Chat is great for figuring something out once. A workflow is for when you need that something to happen every time — reliably, in the same order, without you driving it by hand. It’s a visual graph: boxes (nodes) that each do one job — call a model, run code, hit an API, send an email — connected so the output of one flows into the next.

The Catalyst workflow editor: an input node feeding a research agent, fanning out to three model nodes (GPT, Sonnet, Gemini) that converge on a final node, with a node palette on the right.

Repeatable

The same steps run the same way every time — no re-prompting, no drift.

Automatic

Run it on a schedule and have the result emailed to you, hands-off.

Composable

Mix models, code, your tools, and your data in one pipeline — and reuse one workflow inside another.

Auditable

Every run is saved with its inputs and per-step outputs, so you can see exactly what happened.

A workflow is a set of nodes wired together.
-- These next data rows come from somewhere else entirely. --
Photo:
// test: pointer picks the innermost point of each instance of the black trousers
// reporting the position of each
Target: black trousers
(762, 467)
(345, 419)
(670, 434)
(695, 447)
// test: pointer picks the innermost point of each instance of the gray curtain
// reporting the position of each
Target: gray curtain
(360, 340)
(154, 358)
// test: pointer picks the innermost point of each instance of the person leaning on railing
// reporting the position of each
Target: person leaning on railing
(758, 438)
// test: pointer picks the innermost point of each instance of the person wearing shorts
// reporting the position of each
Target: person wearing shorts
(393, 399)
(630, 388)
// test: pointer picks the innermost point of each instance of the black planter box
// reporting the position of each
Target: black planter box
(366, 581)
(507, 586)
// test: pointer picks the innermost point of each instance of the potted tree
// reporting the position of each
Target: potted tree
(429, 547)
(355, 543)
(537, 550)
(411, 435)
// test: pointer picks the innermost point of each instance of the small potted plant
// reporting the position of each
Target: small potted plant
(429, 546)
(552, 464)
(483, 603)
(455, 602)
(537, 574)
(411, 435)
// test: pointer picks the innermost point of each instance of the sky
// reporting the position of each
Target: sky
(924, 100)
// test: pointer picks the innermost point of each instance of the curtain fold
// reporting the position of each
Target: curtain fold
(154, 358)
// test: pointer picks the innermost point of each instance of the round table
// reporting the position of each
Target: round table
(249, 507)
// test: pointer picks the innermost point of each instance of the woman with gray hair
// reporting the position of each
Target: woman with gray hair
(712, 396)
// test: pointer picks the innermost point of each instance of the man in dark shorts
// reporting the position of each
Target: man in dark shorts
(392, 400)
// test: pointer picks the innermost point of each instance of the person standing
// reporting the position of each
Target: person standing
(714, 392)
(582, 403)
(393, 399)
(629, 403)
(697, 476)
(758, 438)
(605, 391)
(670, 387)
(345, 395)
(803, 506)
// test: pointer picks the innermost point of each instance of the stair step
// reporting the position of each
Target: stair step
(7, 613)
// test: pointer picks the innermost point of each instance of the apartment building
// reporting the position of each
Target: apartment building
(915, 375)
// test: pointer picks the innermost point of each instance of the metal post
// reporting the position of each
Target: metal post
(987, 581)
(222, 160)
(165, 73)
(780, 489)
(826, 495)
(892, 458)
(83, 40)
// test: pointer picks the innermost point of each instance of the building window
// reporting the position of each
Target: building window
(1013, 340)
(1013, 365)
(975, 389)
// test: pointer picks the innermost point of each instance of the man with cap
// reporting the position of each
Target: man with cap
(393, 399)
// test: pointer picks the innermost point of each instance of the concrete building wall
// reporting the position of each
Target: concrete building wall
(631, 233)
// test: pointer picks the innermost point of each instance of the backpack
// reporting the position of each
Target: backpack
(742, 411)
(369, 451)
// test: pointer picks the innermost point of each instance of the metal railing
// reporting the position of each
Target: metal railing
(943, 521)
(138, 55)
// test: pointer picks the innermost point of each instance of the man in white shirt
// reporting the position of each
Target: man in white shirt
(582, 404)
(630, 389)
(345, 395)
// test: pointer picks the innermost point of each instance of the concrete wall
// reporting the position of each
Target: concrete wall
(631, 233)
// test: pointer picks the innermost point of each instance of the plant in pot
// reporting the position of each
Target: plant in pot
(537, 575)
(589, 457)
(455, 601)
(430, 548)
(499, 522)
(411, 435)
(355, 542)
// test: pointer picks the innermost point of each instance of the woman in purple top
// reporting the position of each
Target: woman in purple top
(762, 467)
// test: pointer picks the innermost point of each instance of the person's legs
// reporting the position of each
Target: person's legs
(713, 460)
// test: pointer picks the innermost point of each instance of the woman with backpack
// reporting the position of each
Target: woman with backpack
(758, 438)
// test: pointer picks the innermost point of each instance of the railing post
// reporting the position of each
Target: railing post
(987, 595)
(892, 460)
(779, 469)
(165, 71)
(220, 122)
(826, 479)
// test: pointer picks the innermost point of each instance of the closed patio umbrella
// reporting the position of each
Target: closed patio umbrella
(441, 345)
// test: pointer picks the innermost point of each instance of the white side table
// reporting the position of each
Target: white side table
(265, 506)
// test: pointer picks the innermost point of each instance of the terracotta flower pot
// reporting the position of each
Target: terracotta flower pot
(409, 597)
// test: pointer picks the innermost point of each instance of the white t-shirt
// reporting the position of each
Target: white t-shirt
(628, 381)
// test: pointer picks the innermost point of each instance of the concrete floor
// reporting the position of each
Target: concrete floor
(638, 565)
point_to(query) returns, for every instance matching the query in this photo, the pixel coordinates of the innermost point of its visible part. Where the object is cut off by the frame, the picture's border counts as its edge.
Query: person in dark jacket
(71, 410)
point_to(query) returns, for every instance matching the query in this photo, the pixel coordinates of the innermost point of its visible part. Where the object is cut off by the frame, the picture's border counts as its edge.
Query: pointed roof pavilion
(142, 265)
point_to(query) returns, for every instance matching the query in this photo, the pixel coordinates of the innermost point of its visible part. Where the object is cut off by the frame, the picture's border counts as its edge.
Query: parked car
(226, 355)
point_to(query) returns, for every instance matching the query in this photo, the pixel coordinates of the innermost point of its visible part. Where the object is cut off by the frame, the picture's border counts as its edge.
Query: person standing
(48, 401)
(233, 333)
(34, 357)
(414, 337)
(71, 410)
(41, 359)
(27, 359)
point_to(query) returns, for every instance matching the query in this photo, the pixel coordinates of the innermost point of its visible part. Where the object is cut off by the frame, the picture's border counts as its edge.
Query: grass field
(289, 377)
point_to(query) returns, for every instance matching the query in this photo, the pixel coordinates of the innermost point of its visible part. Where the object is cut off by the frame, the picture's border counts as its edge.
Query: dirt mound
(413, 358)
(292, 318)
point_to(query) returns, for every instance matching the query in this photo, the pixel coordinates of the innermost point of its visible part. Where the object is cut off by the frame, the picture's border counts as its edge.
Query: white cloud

Each node has a type that decides what it does — take input, call a model, run Python, render a template, call a tool, branch on a condition, loop over a list, or call another workflow. You connect them by referencing one node’s output in another’s input, and Catalyst figures out the order to run them in.

The full list, with what each one is for, is in the Node reference.

Either way you get the same thing: a saved workflow you can run, schedule, and edit.

Run a workflow on demand and watch each node light up as it executes, or set it on a schedule so it runs by itself. Workflows can email you the result and attach files, so a scheduled workflow becomes a report that just shows up in your inbox.